Put players, specifically, have set their sights on BTU's weekly 3/13 and June series of options. In the former, buy-to-open activity has been detected at the 6.50 and 7 strikes, while it appears new positions are being purchased at the 4 and 5 strikes in the latter. By initiating the puts, speculators expect BTU to settle south of the strike prices at the respective expiration dates.
Today's pop in put volume just echoes the withstanding trend witnessed in the stock's options pits.
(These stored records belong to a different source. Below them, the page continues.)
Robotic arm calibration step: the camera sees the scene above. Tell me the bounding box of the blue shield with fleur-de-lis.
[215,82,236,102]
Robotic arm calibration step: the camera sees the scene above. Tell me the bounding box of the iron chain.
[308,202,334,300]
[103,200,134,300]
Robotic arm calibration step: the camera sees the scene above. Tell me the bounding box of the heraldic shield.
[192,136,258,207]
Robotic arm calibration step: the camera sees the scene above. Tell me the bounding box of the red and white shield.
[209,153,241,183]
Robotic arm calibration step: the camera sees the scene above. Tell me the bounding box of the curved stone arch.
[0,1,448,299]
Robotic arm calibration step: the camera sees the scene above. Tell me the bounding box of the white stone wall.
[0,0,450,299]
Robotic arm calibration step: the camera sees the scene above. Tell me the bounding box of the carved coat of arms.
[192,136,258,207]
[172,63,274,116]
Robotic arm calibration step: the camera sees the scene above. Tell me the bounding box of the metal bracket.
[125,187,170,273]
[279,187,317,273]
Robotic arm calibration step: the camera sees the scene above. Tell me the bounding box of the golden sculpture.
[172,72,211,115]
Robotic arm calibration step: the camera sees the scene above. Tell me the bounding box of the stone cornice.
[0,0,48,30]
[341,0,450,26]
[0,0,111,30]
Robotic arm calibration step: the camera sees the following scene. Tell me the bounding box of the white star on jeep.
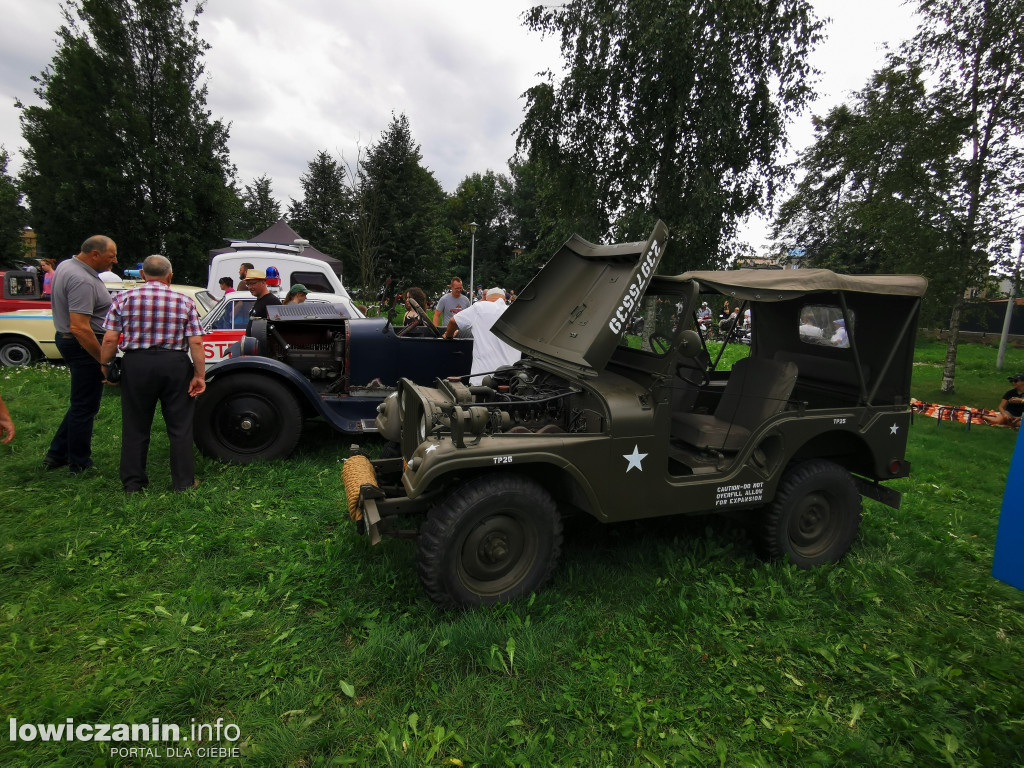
[623,445,647,472]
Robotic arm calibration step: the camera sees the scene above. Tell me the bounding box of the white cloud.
[0,0,912,247]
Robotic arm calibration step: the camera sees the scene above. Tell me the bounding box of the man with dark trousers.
[43,234,118,474]
[100,255,206,494]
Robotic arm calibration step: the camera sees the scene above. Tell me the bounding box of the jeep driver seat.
[672,357,797,453]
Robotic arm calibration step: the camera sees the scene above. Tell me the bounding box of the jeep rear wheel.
[195,374,302,464]
[417,474,562,608]
[761,459,860,568]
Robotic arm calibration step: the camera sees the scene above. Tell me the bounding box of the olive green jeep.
[343,222,927,606]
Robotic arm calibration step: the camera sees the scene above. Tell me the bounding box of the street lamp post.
[469,221,476,304]
[995,232,1024,371]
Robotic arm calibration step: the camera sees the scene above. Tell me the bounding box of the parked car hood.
[493,221,669,374]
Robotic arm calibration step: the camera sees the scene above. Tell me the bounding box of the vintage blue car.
[195,301,473,464]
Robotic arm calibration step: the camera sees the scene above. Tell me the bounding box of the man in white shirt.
[444,288,522,385]
[830,317,850,349]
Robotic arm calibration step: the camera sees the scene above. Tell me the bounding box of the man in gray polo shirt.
[43,234,118,474]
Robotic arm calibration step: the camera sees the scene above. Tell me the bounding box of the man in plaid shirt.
[99,255,206,494]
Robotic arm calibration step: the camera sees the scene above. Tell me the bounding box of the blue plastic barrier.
[992,429,1024,590]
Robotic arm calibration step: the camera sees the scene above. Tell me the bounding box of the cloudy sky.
[0,0,913,245]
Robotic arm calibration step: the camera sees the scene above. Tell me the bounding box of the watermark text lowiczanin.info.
[8,718,242,757]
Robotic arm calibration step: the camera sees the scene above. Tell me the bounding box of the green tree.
[358,115,453,289]
[0,146,28,266]
[774,56,961,307]
[233,174,281,238]
[908,0,1024,393]
[776,0,1024,393]
[517,0,821,270]
[288,151,357,274]
[22,0,234,283]
[449,171,516,287]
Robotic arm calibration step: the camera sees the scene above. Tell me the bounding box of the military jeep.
[343,222,927,607]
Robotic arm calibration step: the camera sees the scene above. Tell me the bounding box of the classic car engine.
[261,324,345,383]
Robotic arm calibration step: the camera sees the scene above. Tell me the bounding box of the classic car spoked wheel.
[195,374,302,464]
[761,459,860,568]
[0,339,41,368]
[417,474,562,608]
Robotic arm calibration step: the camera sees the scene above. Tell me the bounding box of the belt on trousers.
[57,331,103,341]
[125,347,186,354]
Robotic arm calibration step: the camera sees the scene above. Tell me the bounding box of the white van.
[207,220,351,299]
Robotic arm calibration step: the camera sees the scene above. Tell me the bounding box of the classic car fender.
[206,355,378,433]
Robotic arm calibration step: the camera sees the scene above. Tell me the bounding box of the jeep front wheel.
[417,474,562,608]
[195,374,302,464]
[761,459,860,568]
[0,336,42,368]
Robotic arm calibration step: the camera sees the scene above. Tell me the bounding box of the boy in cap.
[985,374,1024,429]
[245,269,281,335]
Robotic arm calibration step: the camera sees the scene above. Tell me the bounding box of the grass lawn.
[0,342,1024,767]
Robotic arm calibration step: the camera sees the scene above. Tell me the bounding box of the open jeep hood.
[493,221,669,372]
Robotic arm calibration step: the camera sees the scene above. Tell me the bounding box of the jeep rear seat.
[773,350,871,408]
[672,357,798,452]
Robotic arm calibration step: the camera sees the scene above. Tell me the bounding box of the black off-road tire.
[417,473,562,608]
[195,374,302,464]
[760,459,860,568]
[0,336,43,368]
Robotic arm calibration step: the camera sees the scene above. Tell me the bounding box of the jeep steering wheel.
[676,362,711,388]
[650,334,672,354]
[409,298,441,339]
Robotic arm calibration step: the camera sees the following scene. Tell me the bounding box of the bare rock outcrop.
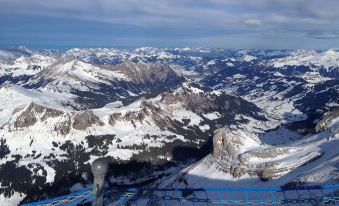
[315,107,339,132]
[72,110,104,130]
[14,102,64,128]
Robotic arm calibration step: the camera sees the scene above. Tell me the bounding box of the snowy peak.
[269,50,339,69]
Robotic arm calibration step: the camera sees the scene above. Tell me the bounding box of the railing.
[24,159,339,206]
[21,184,339,206]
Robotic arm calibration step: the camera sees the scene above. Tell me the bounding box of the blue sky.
[0,0,339,49]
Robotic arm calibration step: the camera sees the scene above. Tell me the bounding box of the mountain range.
[0,46,339,205]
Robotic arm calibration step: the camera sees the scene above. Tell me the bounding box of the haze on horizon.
[0,0,339,49]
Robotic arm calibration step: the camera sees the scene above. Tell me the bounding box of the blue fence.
[25,184,339,206]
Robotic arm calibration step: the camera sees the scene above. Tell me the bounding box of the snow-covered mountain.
[157,116,339,188]
[0,47,339,205]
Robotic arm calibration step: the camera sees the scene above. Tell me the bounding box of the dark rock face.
[315,107,339,132]
[72,111,104,130]
[14,102,64,128]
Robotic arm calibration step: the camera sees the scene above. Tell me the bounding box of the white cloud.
[244,19,262,26]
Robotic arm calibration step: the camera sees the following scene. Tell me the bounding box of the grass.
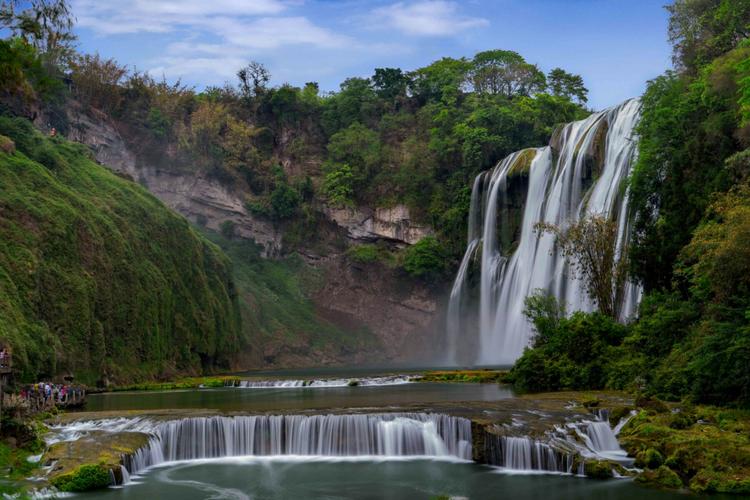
[0,116,245,383]
[203,230,377,355]
[620,404,750,495]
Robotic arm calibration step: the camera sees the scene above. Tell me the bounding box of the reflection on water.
[81,458,684,500]
[86,382,513,412]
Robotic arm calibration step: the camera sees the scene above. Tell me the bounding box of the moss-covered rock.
[690,468,750,495]
[609,406,633,425]
[635,396,669,413]
[42,432,149,491]
[0,135,16,155]
[635,465,682,489]
[635,448,664,469]
[508,148,536,179]
[620,404,750,494]
[583,460,616,479]
[51,464,112,492]
[0,116,245,383]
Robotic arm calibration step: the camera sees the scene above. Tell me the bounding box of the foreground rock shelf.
[43,393,633,492]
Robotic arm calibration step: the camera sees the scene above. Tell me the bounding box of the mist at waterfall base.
[443,99,641,366]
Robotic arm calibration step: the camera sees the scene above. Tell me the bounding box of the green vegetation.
[0,11,588,264]
[511,0,750,412]
[404,236,448,279]
[203,231,374,361]
[0,117,244,382]
[52,464,110,492]
[620,405,750,495]
[510,294,627,392]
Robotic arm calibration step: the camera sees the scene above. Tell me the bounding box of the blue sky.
[72,0,670,109]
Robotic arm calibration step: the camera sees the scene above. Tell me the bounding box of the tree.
[536,214,628,319]
[70,54,128,113]
[372,68,409,100]
[237,61,271,99]
[409,57,471,104]
[404,236,447,279]
[469,50,546,98]
[547,68,589,104]
[0,0,76,67]
[666,0,750,73]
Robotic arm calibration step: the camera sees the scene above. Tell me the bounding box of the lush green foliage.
[41,45,587,258]
[510,294,627,392]
[0,117,243,381]
[620,405,750,495]
[52,464,110,492]
[403,236,447,279]
[204,231,374,362]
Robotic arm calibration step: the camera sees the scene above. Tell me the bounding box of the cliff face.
[0,117,246,383]
[66,107,446,368]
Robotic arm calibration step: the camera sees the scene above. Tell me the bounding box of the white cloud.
[73,0,286,35]
[372,0,489,36]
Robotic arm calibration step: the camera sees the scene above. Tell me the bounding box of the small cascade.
[485,434,575,473]
[586,420,622,453]
[568,410,633,466]
[226,375,416,389]
[614,410,638,436]
[53,413,472,479]
[446,99,641,365]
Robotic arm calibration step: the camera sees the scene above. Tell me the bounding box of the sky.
[72,0,670,109]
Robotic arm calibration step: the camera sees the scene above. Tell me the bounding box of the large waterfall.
[53,413,472,474]
[446,99,640,365]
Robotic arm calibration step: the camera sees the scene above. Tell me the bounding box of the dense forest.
[513,0,750,406]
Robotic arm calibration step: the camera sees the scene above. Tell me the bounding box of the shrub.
[52,464,111,492]
[346,245,380,264]
[404,236,448,279]
[219,220,237,240]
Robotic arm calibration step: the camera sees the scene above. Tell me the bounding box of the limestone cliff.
[64,108,446,368]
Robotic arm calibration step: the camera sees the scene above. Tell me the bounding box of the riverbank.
[5,378,750,494]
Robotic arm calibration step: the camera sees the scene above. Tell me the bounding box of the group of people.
[21,382,86,411]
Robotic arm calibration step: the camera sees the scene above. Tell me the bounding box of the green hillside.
[0,117,245,382]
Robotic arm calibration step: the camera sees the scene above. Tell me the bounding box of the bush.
[404,236,448,279]
[219,220,237,240]
[510,294,627,392]
[52,464,111,492]
[346,245,380,264]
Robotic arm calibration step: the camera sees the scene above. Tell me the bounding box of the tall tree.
[469,50,546,98]
[372,68,409,99]
[237,61,271,99]
[547,68,589,104]
[0,0,76,66]
[537,214,628,319]
[666,0,750,73]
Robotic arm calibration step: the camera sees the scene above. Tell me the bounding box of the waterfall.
[446,99,641,365]
[586,421,622,453]
[226,375,419,389]
[485,435,575,473]
[53,413,472,474]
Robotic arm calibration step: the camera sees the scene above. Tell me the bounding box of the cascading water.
[227,375,419,389]
[54,413,472,474]
[446,99,641,365]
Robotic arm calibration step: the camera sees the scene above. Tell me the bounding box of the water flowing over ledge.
[446,99,641,365]
[50,413,472,480]
[42,409,631,484]
[227,375,419,389]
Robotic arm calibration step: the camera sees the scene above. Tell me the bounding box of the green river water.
[69,370,719,500]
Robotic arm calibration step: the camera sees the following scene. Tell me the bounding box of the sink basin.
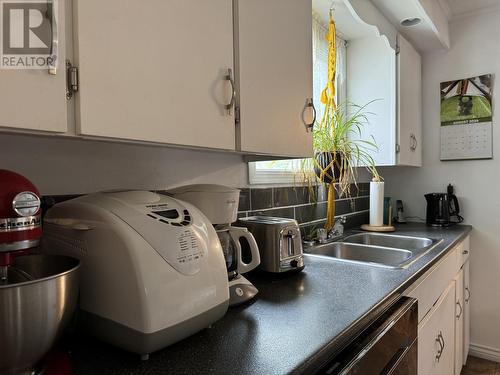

At the International Securities Exchange (ISE), Chicago Board Options Exchange (CBOE), and NASDAQ OMX PHLX (PHLX), for example, the equity's 10-day put/call volume ratio of 1.03 rests higher than 79% of similar readings taken in the past year.
Echoing this put-skewed bias is BTU's Schaeffer's put/call open interest ratio (SOIR) of 1.03, which ranks in the 92nd annual percentile. In other words, short-term speculators have been more put-heavy toward the security just 8% of the time within the past year.
Outside of the options pits, however, there is still plenty of room on Peabody Energy Corporation's (NYSE:BTU) bearish bandwagon. Among covering analysts, 44% maintain a "buy" or better rating, while the average 12-month price target of $9.85 stands at a 46.6% premium to current trading levels. Going forward, another round of downwardly revised analyst notes could create additional headwinds for the shares.